Update: I've added code I used for testing:
Node.js:
var sqlite3 = require('sqlite3').verbose();
var util=require('util');
var dbfn = './db.sqlite';
var db = new sqlite3.Database(dbfn,sqlite3.OPEN_READONLY, function(err) {
if(err) {
console.log(err);
} else {
var perpage=10,max=500,table='data2012',kw='sa';
for(var offset=1;offset<max;offset+=perpage) {
stmt = util.format('select * from %s where xxx like "%s%" limit %d offset %d',table, kw, perpage, offset);
db.all(stmt);
}
}
});
Python:
import sqlite3
DATABASE = './db.sqlite'
db=None
try:
db = sqlite3.connect(DATABASE)
except:
sys.stderr.write(os.getcwd())
table='data2011'
kw=('sa%',)
perpage=10
max=500
for offset in xrange(1,max,perpage):
stmt = 'select * from %s where xxx like ? limit %d offset %d'%(table, perpage, offset)
rs = db.execute(stmt, kw)
rs.fetchall()
db.close()
Well, the python library and the node.js library do not work at all in the same way.
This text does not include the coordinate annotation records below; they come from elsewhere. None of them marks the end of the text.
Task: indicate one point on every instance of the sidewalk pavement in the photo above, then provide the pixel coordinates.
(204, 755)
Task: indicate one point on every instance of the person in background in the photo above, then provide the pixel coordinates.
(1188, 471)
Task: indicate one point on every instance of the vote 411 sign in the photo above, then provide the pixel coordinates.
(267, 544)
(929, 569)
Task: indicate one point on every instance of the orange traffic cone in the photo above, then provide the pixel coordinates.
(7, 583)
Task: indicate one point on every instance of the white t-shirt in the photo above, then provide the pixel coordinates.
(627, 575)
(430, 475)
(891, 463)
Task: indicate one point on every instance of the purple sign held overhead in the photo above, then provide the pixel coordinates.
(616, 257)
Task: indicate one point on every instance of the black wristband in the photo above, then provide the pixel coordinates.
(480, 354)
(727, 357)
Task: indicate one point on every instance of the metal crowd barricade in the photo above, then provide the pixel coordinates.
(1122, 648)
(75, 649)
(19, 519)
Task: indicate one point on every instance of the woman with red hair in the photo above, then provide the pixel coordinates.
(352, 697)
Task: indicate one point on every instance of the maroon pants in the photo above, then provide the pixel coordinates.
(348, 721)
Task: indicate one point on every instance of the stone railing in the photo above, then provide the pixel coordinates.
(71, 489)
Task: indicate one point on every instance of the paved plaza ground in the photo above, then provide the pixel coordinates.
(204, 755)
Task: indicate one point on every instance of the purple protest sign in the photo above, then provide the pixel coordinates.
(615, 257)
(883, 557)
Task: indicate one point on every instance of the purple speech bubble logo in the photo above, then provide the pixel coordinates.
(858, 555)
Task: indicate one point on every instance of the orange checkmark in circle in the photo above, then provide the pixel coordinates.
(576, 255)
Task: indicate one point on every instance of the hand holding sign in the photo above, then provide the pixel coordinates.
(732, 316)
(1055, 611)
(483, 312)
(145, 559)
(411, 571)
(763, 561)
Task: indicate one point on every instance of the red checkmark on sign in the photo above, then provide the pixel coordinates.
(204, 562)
Python will run everything in the same thread, in a sequential way. At most one query is processed at the same time, and the memory footprint is limited to the results of one query.
On the other hand, node.js is asynchronous and to get a non blocking behavior, the sqlite engine is distributed on a pool of threads. It does not run in the same thread as the event loop. Queries will therefore involve some context switches, and an overhead due to the cost of the OS scheduler. Futhermore, because they can be executed concurrently, you also need to consider the cost of concurrency (mutexes, semaphores, etc ...). Finally, the memory footprint is higher (more pending queries and query results in memory at a given point in time), which puts more pressure on the garbage collector.
With this specific benchmark, supposing the queries are only fast lookups, node.js is therefore slower than Python because the cost of the threading activity is higher than the benefit of running some queries in parallel.